最後のほう少しだけだったが、生で見れた。絵が本当に上手。
話もテレビで見るより数倍面白い。音楽もお笑いも、やっぱりライブが良いのだなぁ。

さて、お目当てその2は再結成ドアーズ!
ジム・モリソンは30年以上前に既に故人なので、代役のヴォーカルは元カルトのイアン・アストベリー。
それにドアーズのオリジナルメンバーが2人、ギターのロビー・クリーガーとキーボードのレイ・マンザレク!
ドラムのジョン・デンズモアは今回ツアー不参加らしく、残りのベースとドラムスはサポートメンバー。
あれ?ドアーズってベース居たっけ?と少し違和感を感じつつもライブスタート。

始まったらジム・モリソン不在の不安感はどこへやら。
ヒット曲連発でお客さんを盛り上げる!

お客さんは少なめながらも、ドアーズ来日を待っていた人でいっぱいなんだと思うと新参ファンながら嬉しく感じる。
事前に一番の不安要素だったのはもちろん代役のヴォーカルだが、黒髪を伸ばしジム・モリソンのようにタイトなズボンを履いたイアンは見た目がジム・モリソンっぽいだけではなく歌もキーが合っているのか低い声で唸るところが実にジム・モリソンに似ている。ジム・モリソンは死んだが音楽はここで生き続けているのだ。

元ザ・カルトのイアン・アストベリー。
ジム・モリソンの代役として最高の仕事をしたと思う。
カッコよかった。


バンドは超ベテランらしい演奏力でイアンを支える。
レイ・マンザレクはフェンダー・ローズベースを弾かなくていい分手持ち無沙汰なのか、客を煽ってニコニコ微笑んで楽しそう。
ギタリスト/ソングライターのロビー・クリーガーは独特のピッキングで派手ではないがしっかりしたプレイを魅せてくれる。
ハートに火をつけて、ブレイクオンスルー、ジ・エンド、音楽が終わったら、アラバマ・ソング、水晶の船と1st・2ndの初期ナンバーを中心にライブは進行してゆく。
ふと我に返り、「これはすごいものを観た、夢のようだ」と感じた。
ステレオフォニックスとストロークスを諦めてドアーズを観て本当によかったと思った。

ドアーズが終わったら、幕張メッセを出て全力でマリンスタジアムにダッシュ。
同じ流れの人もたくさんいる。15分くらい歩くとスタジアムの音漏れが聴こえてきた。

レディオヘッド、Airbagのイントロだ!
大学受験時代に一番聴いたCDの一つ、OKコンピューターの曲を聴きながらスタジアムの中に入って席に座る。本編最後はアルバムKID Aラストの曲、Everything Its Right Placeだ。ポストロックっていうのかな?ギターがほとんど聴こえないKID A以降のレディオヘッドサウンドはあまり好きじゃないのだが、ライブで何回も演奏をして慣れてきたからか、今回のEverything〜はかっこいいと感じた。
本編が終わりメンバーが一度ステージから去り、再び戻って来て演奏を始めたのはなんとCreep!確か前回来日した時のKID A/Amnesiacツアー横浜アリーナでは演奏されなかった曲だ。観客からも大きなイントロだけで大きな歓声が上がる。そしてトム・ヨークがゆっくりと歌い始める。カート・コバーンがイギリスのトップ・オブ・ザ・ポップスに出演した際ゆ〜っくりとSmells Like Teen Spiritを歌った時のように、一語一語大事に歌ってゆく。最後は大歓声と共に花火が打ち上げられ、サマーソニック2003は終わったのであった。

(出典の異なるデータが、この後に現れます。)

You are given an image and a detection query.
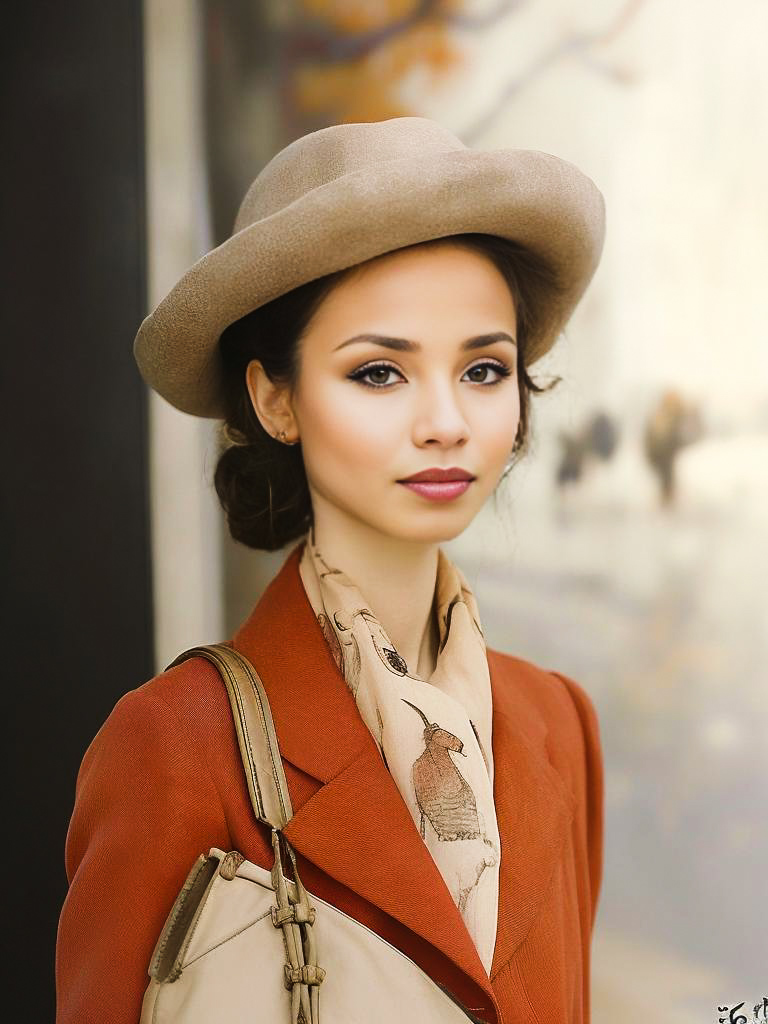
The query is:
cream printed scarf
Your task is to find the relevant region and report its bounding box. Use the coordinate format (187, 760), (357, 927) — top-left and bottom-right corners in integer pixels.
(298, 529), (501, 975)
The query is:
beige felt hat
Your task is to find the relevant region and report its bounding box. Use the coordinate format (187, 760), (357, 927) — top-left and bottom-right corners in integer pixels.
(133, 116), (606, 418)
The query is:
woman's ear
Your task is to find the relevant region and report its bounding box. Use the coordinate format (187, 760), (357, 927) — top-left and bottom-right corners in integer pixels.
(245, 359), (299, 443)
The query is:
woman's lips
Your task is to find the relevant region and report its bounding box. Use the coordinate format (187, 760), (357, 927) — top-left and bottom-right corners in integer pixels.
(397, 479), (473, 502)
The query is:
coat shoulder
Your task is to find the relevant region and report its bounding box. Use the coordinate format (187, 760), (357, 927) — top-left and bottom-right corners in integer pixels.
(132, 652), (232, 716)
(104, 653), (236, 752)
(486, 645), (600, 750)
(72, 654), (242, 824)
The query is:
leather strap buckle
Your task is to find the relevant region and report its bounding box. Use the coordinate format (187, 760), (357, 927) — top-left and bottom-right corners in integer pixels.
(283, 963), (326, 988)
(271, 902), (316, 927)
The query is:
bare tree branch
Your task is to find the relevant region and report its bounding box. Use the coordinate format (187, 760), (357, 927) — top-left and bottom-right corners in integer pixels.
(444, 0), (526, 30)
(461, 0), (648, 143)
(282, 0), (438, 65)
(281, 0), (525, 66)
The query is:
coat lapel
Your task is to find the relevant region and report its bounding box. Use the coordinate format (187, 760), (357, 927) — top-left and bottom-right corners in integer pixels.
(232, 539), (575, 1008)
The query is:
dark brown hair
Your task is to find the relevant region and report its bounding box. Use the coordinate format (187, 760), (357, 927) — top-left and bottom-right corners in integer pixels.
(214, 233), (562, 551)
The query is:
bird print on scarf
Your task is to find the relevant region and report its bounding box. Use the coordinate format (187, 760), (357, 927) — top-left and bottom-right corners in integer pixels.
(402, 699), (498, 913)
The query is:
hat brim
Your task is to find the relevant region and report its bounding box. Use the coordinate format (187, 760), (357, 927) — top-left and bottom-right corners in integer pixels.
(134, 147), (605, 418)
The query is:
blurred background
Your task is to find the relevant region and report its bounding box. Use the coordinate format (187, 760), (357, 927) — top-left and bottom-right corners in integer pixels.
(6, 1), (766, 1020)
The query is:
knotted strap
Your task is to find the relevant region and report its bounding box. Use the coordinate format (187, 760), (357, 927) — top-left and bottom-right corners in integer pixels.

マリンスタジアムから海浜幕張駅まで歩く途中でレディオヘッドをスタジアムのアリーナで観た友人から手元のJフォンにEメールが入った。
「レディオヘッド良かった。最新作でやりたかったことがわかった。Creepやった。最高だった。」
僕は、そうだね、と思い帰路に着いたのであった。